Дядя стриг и брил меня безжалостно и любовно и гордился мною (один из всей родни!) перед соседями и даже перед Господом, не обошедшим благостью и наше захолустье.
Когда я написал его портрет и подарил ему, он взглянул на холст, потом в зеркало, подумал и сказал:
«Нет уж, оставь себе!»
Да простит мне Господь, если в эти строки я не смог вложить всю щемящую любовь, которую питаю ко всем людям на свете.
А мои родные — самые святые из них.
Так я хочу думать.
Зеленые заросли. Здесь ваши могилы. Ваши надгробия. Заборы, мутная речка, утоленные молитвы — все перед глазами.
Слова не нужны. Все во мне: то притаится, то зашевелится, то взметнется, как память о вас.
Белизна и худоба ваших рук, ваших высохших костей — у меня сжимается горло.
Кому молиться?
Вас ли просить, чтобы вы вымолили у Бога чуточку счастья, радости?
Я часто смотрю в пустое синее небо, смотрю с печалью, с жалостью, но без слез.
Родные мои, я не тот, что прежде, невесел и разочарован.
Но довольно! Прощайте!
Каждый день, зимой и летом…
Каждый день, зимой и летом, отец вставал в шесть утра и шел в синагогу.
Помянув непременной молитвой покойных родственников, он возвращался домой, ставил самовар, пил чай и уходил на работу.
Работа у него была адская, каторжная.
Об этом не умолчишь. Но и рассказать не так просто.
Никакими словами не облегчить его участи. (Только, пожалуйста, не надо ни сострадания, ни уж, тем более, жалости!)
На столе у нас всегда было вдоволь масла и сыра.
Вообще в детстве я не выпускал из рук кусок хлеба с маслом, этот извечный символ достатка.
Мы все — и я, и братья, и сестры — всюду, куда бы ни шли: во двор, на улицу, даже в уборную — прихватывали хлеб с маслом.
С голоду? Ничуть.
Просто привычка. Мы зевали, мечтали и вечно что-нибудь жевали и грызли.
Еще водилась за нами привычка по… вечером у крылечка.
Простите за грубость! Впрочем, невелика и грубость.
Это так понятно: темно, луна, страшно отойти от дома, ноги не слушаются.
А наутро отец ругал нас, детей, за свинство.
Я любил поспать. Причем не ночью, а утром, когда солнышко заглядывает в окно из-под крыши.
Уже проснулись мухи и все норовят сесть мне на нос.
— Ну, сколько же можно?
Это входит отец с ремнем в руке:
— Не пора ли тебе в школу?
Я разглядываю голубые обои, паутину под потолком, гляжу в окно на соседние дома и думаю:
«В самом деле, все уже, наверно, встали. Хватит валяться».
Слышно, как кто-то входит в столовую, женский голос говорит:
«Мне, пожалуйста, на три копейки селедочки. У вас такая вкусная».

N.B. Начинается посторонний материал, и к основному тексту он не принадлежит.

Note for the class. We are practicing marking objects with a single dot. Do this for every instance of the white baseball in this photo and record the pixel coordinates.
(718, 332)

Окончательно просыпаюсь. Сколько времени? Утро. Чай на столе. Передать его цвет и аромат просто не под силу. Сладкий чай с рогаликом согревает живот.

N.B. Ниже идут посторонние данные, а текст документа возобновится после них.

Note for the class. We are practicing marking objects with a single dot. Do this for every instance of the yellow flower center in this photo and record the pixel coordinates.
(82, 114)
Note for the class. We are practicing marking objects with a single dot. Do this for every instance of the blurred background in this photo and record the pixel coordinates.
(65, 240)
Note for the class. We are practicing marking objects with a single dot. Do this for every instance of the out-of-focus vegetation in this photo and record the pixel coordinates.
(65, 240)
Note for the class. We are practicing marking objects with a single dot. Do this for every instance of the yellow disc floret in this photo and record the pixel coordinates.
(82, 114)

По пятницам отец отмывался. Мама грела на печке кувшин воды и терпеливо поливала ему, пока он тер грудь, черные руки, мыл голову и ворчал, что в доме нет порядка, вот кончилась сода.

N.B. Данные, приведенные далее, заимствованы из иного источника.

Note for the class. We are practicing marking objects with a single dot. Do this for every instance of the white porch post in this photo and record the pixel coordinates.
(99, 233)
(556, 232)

«Восемь ртов — и все на мне! Помощи ни от кого не дождешься».
Я глотал слезы и думал о своем несчастном художестве, о том, что со мной будет. Меня мутило от горячего пара, смешанного с запахом мыла и соды.
Субботние свечи — дух перехватывало, когда я глядел на них, так же как в дедовом хлеву, когда резали корову.
Священная кровь. Жар и смятенье.
Субботний ужин — отец чисто вымыт, в белой рубахе, от него так и веет покоем. Хорошо!